Cisco Container Platform Review

Enables the deployment/management of Kubernetes clusters from multiple resource providers at one location


What is our primary use case?

We have a Genomics lab at Clemson and we've been working with Cisco to use CCP to deploy Kubernetes clusters to run our genomics workflows on. We'll create a cluster and then run our workflows on that cluster.

There are two options with the allocation I'm using. There's public — AWS/GCP/etc, and you can deploy on that. But all of my experience has been on-prem using Cisco's vSphere allocation.

How has it helped my organization?

As a system administrator, it definitely makes it easier for me to manage clusters without having to switch platforms. I don't have to log in to different things and remember different commands or different ways to do things between the different providers, because they all have slightly different platforms. CCP simplifies all that and allows me to become really familiar with just one platform.

The beauty of Kubernetes clusters is that they're pretty much the same wherever they are. So whatever platform you use to deploy them, Kubernetes clusters are pretty much going to be the same as far as the user-experience goes. It doesn't affect the actual usage of Kubernetes but it definitely makes the deployment of clusters pretty straightforward.

From my experience, CCP definitely gives you a few more options in terms of networking configurability. Those options may be present with GKE; I may not have explored them well enough. But CCP allows you to enable some pretty advanced networking stuff and other management services pretty easily.

What is most valuable?

The most valuable feature is definitely the fact that you can use a single platform to deploy to different resource providers. Right now, the version I'm using has vSphere and AWS, but I know in the future they're planning on adding more. The ability to deploy clusters on-prem or to any number of public cloud providers is really valuable because you don't need to relearn or switch platforms to switch resource providers. That is one really cool feature of a CCP.  It gives us the ability to have a single platform to deploy clusters to multiple resource providers and then manage all of those clusters from that same platform.

There are some other smaller things I like. For example, creating a cluster itself is pretty straight forward. It's very familiar. If you've ever filled out a web form for anything, you can do this.

What needs improvement?

One thing I have not really had the chance to explore too much is the Cisco Container Platform command-line interface. I've been told that exists and it's functional, but I'm not sure if it's really made for end-users. It might just be for admins or developers. 
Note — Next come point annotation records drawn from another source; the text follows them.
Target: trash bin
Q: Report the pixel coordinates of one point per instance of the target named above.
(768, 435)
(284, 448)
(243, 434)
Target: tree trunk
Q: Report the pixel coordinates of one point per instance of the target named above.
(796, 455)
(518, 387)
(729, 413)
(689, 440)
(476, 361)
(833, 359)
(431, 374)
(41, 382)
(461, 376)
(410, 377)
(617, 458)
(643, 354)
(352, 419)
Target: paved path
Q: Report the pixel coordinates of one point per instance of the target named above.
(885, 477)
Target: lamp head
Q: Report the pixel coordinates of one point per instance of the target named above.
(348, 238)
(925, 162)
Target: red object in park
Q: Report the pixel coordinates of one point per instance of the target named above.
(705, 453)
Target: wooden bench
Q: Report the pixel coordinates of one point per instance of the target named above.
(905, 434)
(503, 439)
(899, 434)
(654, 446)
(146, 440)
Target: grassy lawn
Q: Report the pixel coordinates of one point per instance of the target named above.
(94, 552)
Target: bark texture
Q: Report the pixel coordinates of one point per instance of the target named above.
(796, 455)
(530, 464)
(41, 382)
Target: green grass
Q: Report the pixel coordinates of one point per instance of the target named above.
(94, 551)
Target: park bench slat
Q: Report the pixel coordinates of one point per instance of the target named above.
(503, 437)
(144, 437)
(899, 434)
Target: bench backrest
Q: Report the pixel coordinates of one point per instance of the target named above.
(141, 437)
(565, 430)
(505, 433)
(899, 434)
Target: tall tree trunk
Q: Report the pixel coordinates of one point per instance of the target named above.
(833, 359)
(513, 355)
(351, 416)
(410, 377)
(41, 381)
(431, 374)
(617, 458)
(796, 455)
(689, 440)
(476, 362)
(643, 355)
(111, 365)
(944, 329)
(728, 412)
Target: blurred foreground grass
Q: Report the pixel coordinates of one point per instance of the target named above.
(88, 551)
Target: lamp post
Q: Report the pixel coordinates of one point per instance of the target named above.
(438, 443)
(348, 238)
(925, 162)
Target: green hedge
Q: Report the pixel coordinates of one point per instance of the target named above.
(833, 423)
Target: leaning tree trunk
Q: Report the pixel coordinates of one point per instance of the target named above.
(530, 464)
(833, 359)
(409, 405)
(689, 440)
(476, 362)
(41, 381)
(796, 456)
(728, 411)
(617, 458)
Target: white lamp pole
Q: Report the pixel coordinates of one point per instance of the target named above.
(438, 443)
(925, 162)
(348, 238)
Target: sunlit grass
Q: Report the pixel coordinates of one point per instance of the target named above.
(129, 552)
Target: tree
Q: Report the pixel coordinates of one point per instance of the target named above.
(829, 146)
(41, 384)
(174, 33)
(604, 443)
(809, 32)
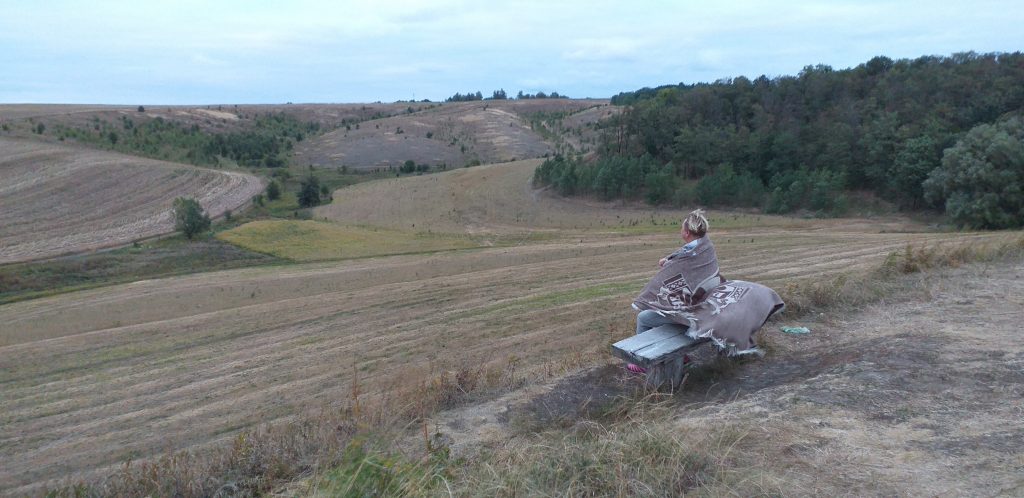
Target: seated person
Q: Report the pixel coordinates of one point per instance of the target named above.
(690, 295)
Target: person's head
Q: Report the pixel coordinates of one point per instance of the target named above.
(695, 225)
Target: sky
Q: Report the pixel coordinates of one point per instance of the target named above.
(256, 51)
One thing that is a little bit annoying about Cisco Container Platform is that for each cluster you create you have to go through the same web form each time. If you're creating two identical clusters, you still have to go through that web form twice. What's really nice about most platforms is that they have command-line interfaces where you can just copy a single command which has all the flags with all the configurations you want and put that in a text file. Then, when you want to create another cluster you can just paste that in and edit one or two flags if you want to. You don't have to go through a web form every time and that is a feature that I would like to see in the future with CCP. It would be nice, at the end, once you create a cluster using the web form, if it would give you a single command that you could copy and put somewhere and then paste it, in the future, to create an identical cluster or an almost identical cluster. I would like the ability to save cluster configurations to CCP.

I've provided that feedback to the development team. There might even be a version that is out which already has that functionality integrated into it. I think it's safe to say that at some point in the future that feature will be provided.
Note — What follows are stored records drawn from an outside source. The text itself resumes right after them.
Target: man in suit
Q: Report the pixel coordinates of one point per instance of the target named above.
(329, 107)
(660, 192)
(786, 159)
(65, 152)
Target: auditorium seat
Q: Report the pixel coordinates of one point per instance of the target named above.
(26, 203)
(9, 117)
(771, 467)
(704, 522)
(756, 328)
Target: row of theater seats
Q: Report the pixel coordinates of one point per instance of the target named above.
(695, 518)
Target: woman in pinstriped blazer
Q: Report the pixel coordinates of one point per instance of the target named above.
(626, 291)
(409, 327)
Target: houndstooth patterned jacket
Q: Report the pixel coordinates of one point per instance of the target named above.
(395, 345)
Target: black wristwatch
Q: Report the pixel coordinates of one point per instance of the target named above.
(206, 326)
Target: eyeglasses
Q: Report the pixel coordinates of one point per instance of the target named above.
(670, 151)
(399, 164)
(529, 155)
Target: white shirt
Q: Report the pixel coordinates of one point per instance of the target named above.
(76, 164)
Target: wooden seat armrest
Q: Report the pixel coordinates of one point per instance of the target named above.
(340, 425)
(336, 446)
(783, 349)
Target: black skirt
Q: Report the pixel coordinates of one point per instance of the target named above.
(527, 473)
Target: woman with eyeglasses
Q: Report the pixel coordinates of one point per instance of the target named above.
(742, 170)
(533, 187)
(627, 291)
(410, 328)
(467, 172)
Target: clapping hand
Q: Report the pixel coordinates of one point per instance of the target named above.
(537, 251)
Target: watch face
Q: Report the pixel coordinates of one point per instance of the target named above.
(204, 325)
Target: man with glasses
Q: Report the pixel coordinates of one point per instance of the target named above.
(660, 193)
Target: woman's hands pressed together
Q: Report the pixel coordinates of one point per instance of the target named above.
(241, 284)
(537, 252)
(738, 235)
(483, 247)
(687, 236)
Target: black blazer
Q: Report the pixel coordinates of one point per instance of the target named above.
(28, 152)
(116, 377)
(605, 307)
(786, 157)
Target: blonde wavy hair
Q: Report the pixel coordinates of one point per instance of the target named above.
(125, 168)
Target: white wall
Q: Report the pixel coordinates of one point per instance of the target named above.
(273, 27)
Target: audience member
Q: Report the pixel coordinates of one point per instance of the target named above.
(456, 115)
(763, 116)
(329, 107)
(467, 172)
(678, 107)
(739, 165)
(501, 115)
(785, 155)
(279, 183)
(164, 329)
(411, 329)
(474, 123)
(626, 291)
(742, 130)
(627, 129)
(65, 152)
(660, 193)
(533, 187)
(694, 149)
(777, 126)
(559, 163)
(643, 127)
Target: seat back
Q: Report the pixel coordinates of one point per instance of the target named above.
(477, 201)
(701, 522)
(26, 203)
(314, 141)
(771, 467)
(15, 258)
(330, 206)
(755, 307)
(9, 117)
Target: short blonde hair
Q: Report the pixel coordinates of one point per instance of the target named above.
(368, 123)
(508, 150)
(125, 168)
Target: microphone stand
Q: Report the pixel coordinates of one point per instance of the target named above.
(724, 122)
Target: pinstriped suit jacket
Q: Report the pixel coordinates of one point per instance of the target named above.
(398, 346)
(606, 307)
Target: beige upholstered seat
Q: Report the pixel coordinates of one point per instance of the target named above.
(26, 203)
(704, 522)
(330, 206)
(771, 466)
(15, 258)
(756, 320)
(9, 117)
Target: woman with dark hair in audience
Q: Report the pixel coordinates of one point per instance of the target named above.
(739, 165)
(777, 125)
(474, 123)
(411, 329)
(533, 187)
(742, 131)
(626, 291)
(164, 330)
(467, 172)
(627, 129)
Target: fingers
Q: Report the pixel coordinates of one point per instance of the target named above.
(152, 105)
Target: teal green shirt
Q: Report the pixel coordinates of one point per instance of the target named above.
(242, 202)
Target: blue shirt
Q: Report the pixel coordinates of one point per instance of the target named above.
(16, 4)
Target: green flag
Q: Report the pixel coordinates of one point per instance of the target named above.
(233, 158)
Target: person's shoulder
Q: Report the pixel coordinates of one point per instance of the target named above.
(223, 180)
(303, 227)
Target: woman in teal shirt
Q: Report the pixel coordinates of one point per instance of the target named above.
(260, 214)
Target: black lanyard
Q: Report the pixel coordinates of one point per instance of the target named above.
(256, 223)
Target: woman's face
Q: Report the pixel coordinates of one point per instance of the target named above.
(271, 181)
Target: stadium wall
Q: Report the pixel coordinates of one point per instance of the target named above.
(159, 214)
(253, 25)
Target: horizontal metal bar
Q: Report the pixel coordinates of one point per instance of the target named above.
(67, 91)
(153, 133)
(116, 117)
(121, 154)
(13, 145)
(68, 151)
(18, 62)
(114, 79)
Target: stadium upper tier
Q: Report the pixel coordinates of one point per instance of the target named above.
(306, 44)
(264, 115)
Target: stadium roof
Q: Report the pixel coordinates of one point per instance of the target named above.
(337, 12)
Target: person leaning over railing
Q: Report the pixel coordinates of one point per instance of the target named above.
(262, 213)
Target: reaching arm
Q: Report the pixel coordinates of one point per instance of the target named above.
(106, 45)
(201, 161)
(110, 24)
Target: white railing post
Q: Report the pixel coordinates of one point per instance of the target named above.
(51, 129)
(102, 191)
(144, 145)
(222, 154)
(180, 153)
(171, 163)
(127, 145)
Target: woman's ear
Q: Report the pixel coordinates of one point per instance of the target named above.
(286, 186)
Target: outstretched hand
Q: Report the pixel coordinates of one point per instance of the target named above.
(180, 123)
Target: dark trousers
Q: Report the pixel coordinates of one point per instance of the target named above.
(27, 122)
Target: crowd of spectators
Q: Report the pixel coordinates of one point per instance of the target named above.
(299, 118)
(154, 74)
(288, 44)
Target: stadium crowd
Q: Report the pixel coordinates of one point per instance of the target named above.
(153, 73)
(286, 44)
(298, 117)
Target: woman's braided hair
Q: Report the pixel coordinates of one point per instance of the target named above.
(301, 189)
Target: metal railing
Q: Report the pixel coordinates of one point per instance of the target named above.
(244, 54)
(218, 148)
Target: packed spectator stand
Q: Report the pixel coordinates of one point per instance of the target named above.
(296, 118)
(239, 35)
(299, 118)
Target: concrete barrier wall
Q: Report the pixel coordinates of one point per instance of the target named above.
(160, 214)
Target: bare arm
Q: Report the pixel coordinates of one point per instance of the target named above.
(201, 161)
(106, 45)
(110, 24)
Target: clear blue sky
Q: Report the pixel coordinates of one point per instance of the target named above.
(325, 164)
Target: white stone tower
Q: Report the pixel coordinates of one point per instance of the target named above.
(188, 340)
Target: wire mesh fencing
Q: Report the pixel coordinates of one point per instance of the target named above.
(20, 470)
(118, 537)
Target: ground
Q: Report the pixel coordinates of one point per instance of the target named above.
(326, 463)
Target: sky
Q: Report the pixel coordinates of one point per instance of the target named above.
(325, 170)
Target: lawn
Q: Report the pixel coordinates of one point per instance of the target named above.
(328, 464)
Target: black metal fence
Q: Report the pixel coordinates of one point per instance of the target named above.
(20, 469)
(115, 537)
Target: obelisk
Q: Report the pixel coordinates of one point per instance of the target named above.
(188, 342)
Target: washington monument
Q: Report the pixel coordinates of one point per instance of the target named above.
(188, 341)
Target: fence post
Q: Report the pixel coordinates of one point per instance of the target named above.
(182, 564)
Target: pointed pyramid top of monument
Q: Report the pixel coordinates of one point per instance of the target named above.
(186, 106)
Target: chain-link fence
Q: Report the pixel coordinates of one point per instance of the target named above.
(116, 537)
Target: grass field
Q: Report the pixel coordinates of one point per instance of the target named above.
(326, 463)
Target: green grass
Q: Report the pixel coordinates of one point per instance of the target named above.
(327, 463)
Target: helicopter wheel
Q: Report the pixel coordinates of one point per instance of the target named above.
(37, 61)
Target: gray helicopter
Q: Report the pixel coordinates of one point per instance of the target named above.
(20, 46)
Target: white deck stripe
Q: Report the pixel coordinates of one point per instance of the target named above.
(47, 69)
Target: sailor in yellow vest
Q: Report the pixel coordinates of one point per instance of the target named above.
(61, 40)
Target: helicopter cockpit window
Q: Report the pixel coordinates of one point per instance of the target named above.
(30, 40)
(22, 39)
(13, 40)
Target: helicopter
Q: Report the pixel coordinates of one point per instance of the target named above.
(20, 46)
For how long have I used the solution?

We've been using it for over a year.

What do I think about the stability of the solution?
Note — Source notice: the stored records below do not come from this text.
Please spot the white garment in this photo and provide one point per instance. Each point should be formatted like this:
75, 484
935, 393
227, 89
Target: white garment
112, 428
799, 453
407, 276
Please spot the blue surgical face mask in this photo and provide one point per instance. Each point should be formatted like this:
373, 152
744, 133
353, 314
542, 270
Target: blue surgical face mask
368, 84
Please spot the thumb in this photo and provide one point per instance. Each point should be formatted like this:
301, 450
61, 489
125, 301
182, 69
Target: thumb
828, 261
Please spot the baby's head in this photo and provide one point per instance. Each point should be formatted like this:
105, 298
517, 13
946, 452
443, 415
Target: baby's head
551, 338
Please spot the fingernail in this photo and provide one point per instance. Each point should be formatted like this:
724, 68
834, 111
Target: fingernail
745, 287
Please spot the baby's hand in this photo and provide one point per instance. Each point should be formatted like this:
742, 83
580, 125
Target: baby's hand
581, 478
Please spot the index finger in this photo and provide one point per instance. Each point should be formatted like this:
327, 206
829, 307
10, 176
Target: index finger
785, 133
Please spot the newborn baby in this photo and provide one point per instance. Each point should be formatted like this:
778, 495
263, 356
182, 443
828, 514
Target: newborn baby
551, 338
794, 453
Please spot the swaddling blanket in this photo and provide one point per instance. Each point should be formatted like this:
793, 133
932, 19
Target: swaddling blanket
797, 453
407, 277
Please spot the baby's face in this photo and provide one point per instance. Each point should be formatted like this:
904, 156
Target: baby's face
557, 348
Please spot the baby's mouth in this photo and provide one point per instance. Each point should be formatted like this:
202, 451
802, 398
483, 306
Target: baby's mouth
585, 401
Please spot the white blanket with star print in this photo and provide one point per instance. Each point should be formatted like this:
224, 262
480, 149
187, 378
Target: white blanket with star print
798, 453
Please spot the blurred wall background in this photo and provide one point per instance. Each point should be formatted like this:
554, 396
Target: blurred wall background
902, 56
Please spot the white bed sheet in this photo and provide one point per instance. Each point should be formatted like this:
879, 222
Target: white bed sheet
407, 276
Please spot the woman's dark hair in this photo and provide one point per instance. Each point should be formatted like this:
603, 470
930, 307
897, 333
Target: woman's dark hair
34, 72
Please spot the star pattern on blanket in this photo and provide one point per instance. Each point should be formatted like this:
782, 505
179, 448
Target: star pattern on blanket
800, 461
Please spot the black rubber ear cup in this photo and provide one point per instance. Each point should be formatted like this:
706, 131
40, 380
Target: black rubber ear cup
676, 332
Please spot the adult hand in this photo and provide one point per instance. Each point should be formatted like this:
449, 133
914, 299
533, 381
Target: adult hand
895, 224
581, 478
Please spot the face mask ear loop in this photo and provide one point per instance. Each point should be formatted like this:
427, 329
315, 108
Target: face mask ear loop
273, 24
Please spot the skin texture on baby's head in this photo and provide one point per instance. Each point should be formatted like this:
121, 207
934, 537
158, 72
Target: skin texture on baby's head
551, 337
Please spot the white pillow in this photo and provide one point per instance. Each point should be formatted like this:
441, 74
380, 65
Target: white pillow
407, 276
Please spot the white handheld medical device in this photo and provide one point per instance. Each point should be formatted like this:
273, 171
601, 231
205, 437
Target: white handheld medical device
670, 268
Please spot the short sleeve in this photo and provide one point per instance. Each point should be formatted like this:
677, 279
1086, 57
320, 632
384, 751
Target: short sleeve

The stability of CCP has been fine. We've had no outages, no issues. We're using an on-prem resource pool. If there was a data center failure wherever those resources might be located, I'm sure there would be issues. But there have not been any issues for us.

What do I think about the scalability of the solution?

Our lab, as a whole, works with tons of data; petabytes and petabytes of data. But the size of the clusters we're creating using CCP is pretty robust. The largest experiment I've run on CCP had about 1.6 terabytes of intermediate, workflow data. Our lab works with a lot more. Given more resources, we could definitely scale up to much larger data sets.

Since we're using on-prem, there are obviously limits to the amount of hardware that's on that on-prem resource store. We haven't needed to exceed that. We have other platforms that we can run larger datasets on, but as far as scalability goes, we haven't tried to scale up too far.

In the near future our plans to increase usage are not in the size of a single cluster. We're doing a demo with Cisco at Internet2's TechEx conference in New Orleans this year. We're going to train 15 to 20 network engineers how to use CCP and how to deploy clusters. We're going to be using a single CCP environment to deploy 15 to 20 clusters at the same time. As far as compute goes, our current resource pool will be able to handle that. The main thing that is going to be a stress test for CCP is having 15 clusters all trying to deploy at once and getting all the networking stuff configured. That will be a really cool test for CCP.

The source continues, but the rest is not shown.